EngelsCarapace slightly more than twice as broad as long; 9 teeth on arched anterolateral margin (outer orbital tooth and strong lateral spine included) progressively more acuminate laterally; outer pair of frontal teeth (excluding inner orbital angles) prominent but inner pair small, often almost completely rudimentary. Much of convex dorsal surface lightly granulate, most prominently so on anterior and elevated areas and in transverse lines; central trapezoidal (metagastric) area short and wide (anterior width about 2.8 times, posterior width about 1.75 times length). Pincers dissimilar, ridged longitudinally; fifth legs flattened in form of paddles. Male with T-shaped abdomen reaching slightly beyond suture between thoracic sternites 4 and 5, usually with distal parts recessed below plane of sternum in retracted position.

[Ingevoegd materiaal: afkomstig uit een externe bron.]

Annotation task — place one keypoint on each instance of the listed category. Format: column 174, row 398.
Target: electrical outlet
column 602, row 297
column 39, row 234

First pleopods overlapping proximally, nearly straight distally, terminating in usually lanceolate membranous tip near level of suture between thoracic sternites 6 and 7, armed subterminally with short retrogressive spinules. Color: variable. Light greyish green, olive, pinkish, or brown, spines maroon to blue or white, white-tipped; pincers with outer face white, inner surface dark blue; varying transverse light-dark bands on paddles, other legs tinted blue; underparts whitish to grey.
Vertaling weergeven
Vertaald uit het Engels door BING
Deze vertaling is louter indicatief: Op grond van de beperkte kwaliteit van de brontekst zijn morfologische omschrijvingen uitsluitend beschikbaar in het Engels in de BETA-versie van het systeem. In toekomstige uitgaven zal ook meertalige informatie beschikbaar komen.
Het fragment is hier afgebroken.